When I was young, I wanted to get a dog. My Mom said, no, we (mom and dad) both work and it wouldn’t be fair to the dog. So, I had lots of other friends: cats, parakeets, turtles and bunnies. On Saturday mornings, I would walk the mile to Adams Doggie Shop in Richfield to see and pet all the puppies in their cages with torn newspapers on the crate floors - smelling of puppy pee and energy…I thought it would be the best job in the whole world to work there when I was bigger!

My first dog was from Colorado. I got her at 18 when I left college and travelled “west” to explore the country along with 2 girlfriends. In 1973, it seemed a lot of young people were on the move, restless, traveling around the country forming co-ops and living in groups and communes. It was towards the end of the Vietnam war. Estes Park, where our car broke down, is at the entrance to Rocky Mountain National Park and the entrance to the Front Range. It almost acted like a funnel - as kids left home and poured across the plains they filtered through and up to the rugged mountain peaks. It was a very different time then. I got my puppy from some very kind owners and picked her up on Halloween - when they said she was old enough to go. I was so excited! I can remember holding her little body tight against mine, inside my zippered blue sweatshirt, watching the mountain evening close around us…I have not been without a dog since…

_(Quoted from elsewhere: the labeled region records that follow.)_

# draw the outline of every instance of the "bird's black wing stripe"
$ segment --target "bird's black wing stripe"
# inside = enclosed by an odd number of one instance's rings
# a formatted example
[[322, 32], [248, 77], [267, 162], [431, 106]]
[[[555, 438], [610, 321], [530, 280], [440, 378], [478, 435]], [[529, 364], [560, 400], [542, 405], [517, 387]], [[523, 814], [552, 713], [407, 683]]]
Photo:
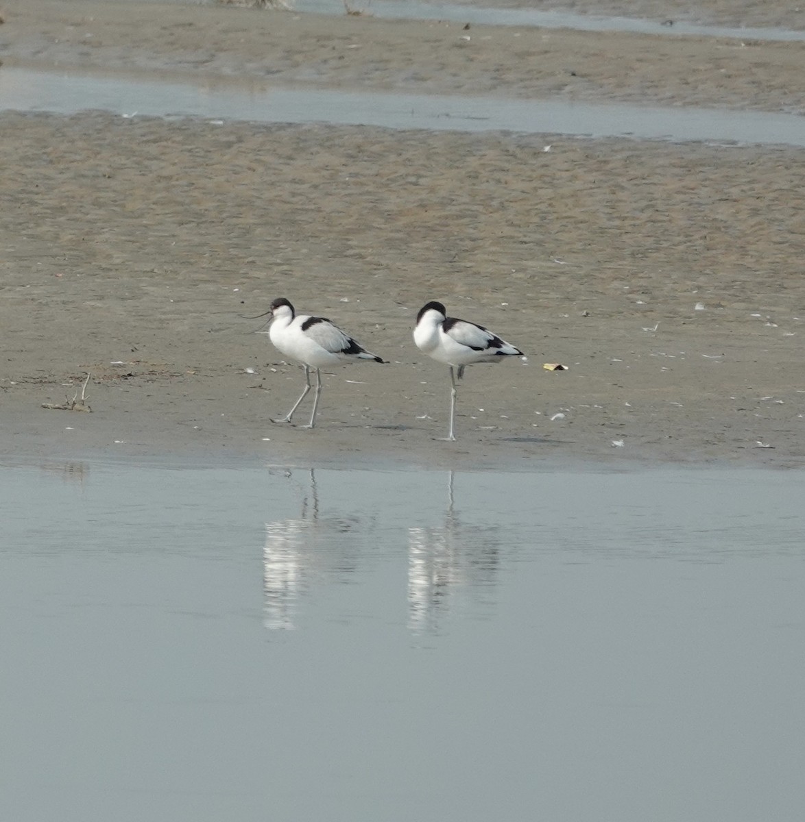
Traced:
[[302, 323], [302, 330], [306, 331], [312, 326], [315, 326], [319, 322], [329, 322], [330, 321], [327, 319], [326, 316], [309, 316], [305, 322]]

It seems that precious memories fall around us in fall, bathed by autumnal glows of remembrance. The faint fall sunshine seems to shine sideways-instead of straight down as in summer. In response, my soul kind of squints to remember things. I know that we are all being loved and accepted by our dogs and pets, they are on our tree of life. Even when they go, their memories hang on and float peacefully down.